Using a housing analogy that stirred applause from the audience, he said, “We were letting him out-negotiate us. We kept making concessions and he never kept his word. It was like buying a house from someone who didn’t own the house – over and over and over again.”

While Giuliani is a former Justice Department official, he didn’t offer any thoughts on ongoing antitrust litigation between the federal agency and the National Association of Realtors trade group over the association’s Internet property listings policies.

But he did utter the following “Giulianisms”:

  • “Just think if we had confronted Hitler when Churchill first warned about him. Just think of how many lives would be saved if we took Hitler out … confronted him in 1933 or 1934 instead of 1945.”

  • “When you get into history people get into this blame thing. When you are going through events, you can’t see how things are going to turn out. You have to have as a goal defeating terrorism completely, because if you don’t it will emerge again and attack us again.”

  • (Speaking in a Brando-esque “Godfather” voice): “‘Welcome to Las Vegas – a city which we used to own.’ I listened to over 4,000 hours of men on tape talking that way (while he served as a prosecutor of mobsters).”

  • “A leader considers public opinion polls but decides what (to) believe from someplace much deeper than that.”

  • “Abraham Lincoln was terribly unpopular during the Civil War. Leadership is about knowing where you want to go and being able to stick with it.”

  • On Osama Bin Laden: “I don’t think there’s any doubt he should be executed when he’s caught. I wish we would capture him. Having gone through this with (prosecuting) regular crime a lot, there is a closure that people get when (criminals) get justice. Justice is an elemental human desire for good people.”

  • About a firefighter who ran three miles toward the burning World Trade Center towers on Sept. 11: “He wasn’t at work. He didn’t have to go to work. He decided he was going to go there and volunteer. He ran through the Brooklyn Battery Tunnel — three miles in order to go to the fire. Here are all these thousands of people being evacuated, all going the opposite direction. He’s running toward the worst fire, maybe in the history of America. He’s running toward it and everybody else is running away from it. He died being himself … not letting fear destroy him.”

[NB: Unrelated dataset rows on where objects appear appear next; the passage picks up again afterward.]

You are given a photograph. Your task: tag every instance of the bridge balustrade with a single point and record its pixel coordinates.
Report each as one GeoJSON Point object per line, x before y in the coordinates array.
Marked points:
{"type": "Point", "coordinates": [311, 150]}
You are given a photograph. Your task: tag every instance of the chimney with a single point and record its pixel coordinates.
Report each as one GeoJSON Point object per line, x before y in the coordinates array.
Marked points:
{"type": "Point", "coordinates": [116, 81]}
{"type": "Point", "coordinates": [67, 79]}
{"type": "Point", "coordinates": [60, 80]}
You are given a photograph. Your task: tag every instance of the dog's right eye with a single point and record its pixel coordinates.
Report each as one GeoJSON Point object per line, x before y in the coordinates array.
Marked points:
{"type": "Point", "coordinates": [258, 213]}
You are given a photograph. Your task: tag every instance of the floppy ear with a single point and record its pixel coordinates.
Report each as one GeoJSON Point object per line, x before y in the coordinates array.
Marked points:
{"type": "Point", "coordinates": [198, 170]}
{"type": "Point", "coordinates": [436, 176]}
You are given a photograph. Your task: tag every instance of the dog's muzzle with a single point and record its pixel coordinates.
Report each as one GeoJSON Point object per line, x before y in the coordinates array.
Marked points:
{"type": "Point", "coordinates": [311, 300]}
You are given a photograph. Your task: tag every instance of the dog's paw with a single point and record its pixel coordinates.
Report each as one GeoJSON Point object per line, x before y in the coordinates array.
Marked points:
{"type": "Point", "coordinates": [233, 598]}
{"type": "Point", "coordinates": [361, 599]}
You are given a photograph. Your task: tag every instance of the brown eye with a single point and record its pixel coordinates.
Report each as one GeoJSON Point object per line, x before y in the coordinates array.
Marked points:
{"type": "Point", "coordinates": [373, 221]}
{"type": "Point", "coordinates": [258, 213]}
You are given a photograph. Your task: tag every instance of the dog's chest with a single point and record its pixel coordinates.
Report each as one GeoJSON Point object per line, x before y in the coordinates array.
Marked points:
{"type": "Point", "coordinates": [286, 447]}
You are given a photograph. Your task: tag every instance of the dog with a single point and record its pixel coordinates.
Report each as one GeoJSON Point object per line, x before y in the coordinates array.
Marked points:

  • On Sept. 11: “I was in a building. I got trapped in a building for 20 minutes. If the building fell in a different way I would have never got out.” He also recalled that he left a fire department command post to call the White House for military air support in case there were further terrorist attacks by airplane, and his departure from that scene may have saved his life. “Ultimately you don’t have control over whether you live or die. You’ve got to make the best decisions possible while you can. I became probably more spiritual. I realized that we’re just a part of this – there’s a much bigger plan. I became totally convinced that Americans under stress are magnificent. Maybe if we would recognize it when we’re not … We’re just as strong as we used to be when we’re pushed. It really is remarkable how strong people who live in freedom are when you push them.”